Loncastuximab tesirine was active with an ORR of 48% and a CR rate of 24%. It is notable that as a single agent, it elicited response rates that other agents [did not] achieve in combination. Secondly, there was a good DOR of over 10 months, and the DOR was not reached for those who had a CR. In addition, the population was high risk. We presented at [the 62nd American Society of Hematology Annual Meeting and Exposition], and we are going to present a subgroup analysis [at the 2021 American Society of Clinical Oncology Virtual Scientific Program] showing how different risk factors didn’t affect how the drug worked.
Paolo F. Caimi, MD In general, loncastuximab tesirine is a well-tolerated drug. Compared with other drugs that are approved [in this setting], the adverse effects are somewhat different. Loncastuximab tesirine has described elevations of γ-glutamyltransferase as a frequent adverse effect. [Patients also experienced] mild to moderate hematologic toxicity. Additionally, there were portions of populations [with lymphoma] who had thrombocytopenia, approximately 18%, neutropenia in approximately 26%, and there were occasional cases with fluid retention and edema.
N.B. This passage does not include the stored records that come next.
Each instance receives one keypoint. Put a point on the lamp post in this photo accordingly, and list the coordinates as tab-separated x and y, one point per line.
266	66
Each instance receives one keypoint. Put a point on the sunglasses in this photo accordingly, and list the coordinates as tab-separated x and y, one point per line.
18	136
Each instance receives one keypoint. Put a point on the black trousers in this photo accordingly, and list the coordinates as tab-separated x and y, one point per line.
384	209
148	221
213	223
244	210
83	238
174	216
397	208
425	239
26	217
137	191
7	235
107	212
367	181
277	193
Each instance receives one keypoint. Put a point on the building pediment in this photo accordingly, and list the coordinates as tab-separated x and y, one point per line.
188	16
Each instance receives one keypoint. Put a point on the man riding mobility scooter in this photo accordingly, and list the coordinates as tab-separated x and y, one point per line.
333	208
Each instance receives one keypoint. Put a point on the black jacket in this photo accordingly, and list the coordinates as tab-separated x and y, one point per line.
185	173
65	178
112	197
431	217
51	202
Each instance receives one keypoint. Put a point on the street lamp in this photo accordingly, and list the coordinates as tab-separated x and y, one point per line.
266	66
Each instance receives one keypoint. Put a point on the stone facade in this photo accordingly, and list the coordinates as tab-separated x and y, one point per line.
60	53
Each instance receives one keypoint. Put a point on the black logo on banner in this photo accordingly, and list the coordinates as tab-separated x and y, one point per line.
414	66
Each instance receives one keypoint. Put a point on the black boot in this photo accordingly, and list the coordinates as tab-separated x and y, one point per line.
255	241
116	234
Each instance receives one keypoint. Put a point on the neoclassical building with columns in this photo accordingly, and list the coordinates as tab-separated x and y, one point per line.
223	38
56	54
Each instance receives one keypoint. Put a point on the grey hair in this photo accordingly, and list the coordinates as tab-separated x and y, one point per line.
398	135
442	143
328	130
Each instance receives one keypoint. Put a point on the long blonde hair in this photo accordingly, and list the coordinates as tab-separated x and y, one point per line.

Photosensitivity including a rash or other skin damage with exposure to the sun [was also observed]. Practitioners need to monitor [results of] liver function tests and hematologic function tests, and change or adjust dosing for patients who have fluid retention. I also advise patients to stay away from the sun as much as possible, use sunblock, and [wear] additional clothing.
How does this approval advance the DLBCL treatment paradigm?
We’ve seen several new agents approved for DLBCL in the past 24 months, including some CAR T-cell therapies. This is the first antibody immunoconjugate drug targeting CD19 that is approved as an off-the-shelf agent, that is active as a single agent, and that is well tolerated. In addition, loncastuximab tesirine really doesn’t cause neuropathy, which is a common [adverse effect] with other agents.
With loncastuximab tesirine we have another drug that has single-agent activity and has the potential for combinations—[I hope] this will be studied. Loncastuximab tesirine has significant value in the treatment of DLBCL, [particularly for those] with severe neuropathy, those who may not tolerate CAR T-cell therapy, or those you may think will need treatment relatively quickly.
[Next steps for loncastuximab tesirine include] delineating the activity as a single agent, which will be important. Single-agent activity promises the potential for combination, and this is something that I think will be studied in the near future to see whether we can elicit further activity by using combinations with other new agents, particularly targeted ones. Also, for loncastuximab tesirine in general, as we’ve seen with other anti-CD19 with CAR T-cell therapies, the potential for activity in other lymphoma and B-cell lymphoma subtypes is significant. Further examination of its role for patients with mantle cell lymphoma [in combination with ibrutinib (Imbruvica) in a phase 1/2 trial (NCT03684694)] and follicular lymphoma will be relevant.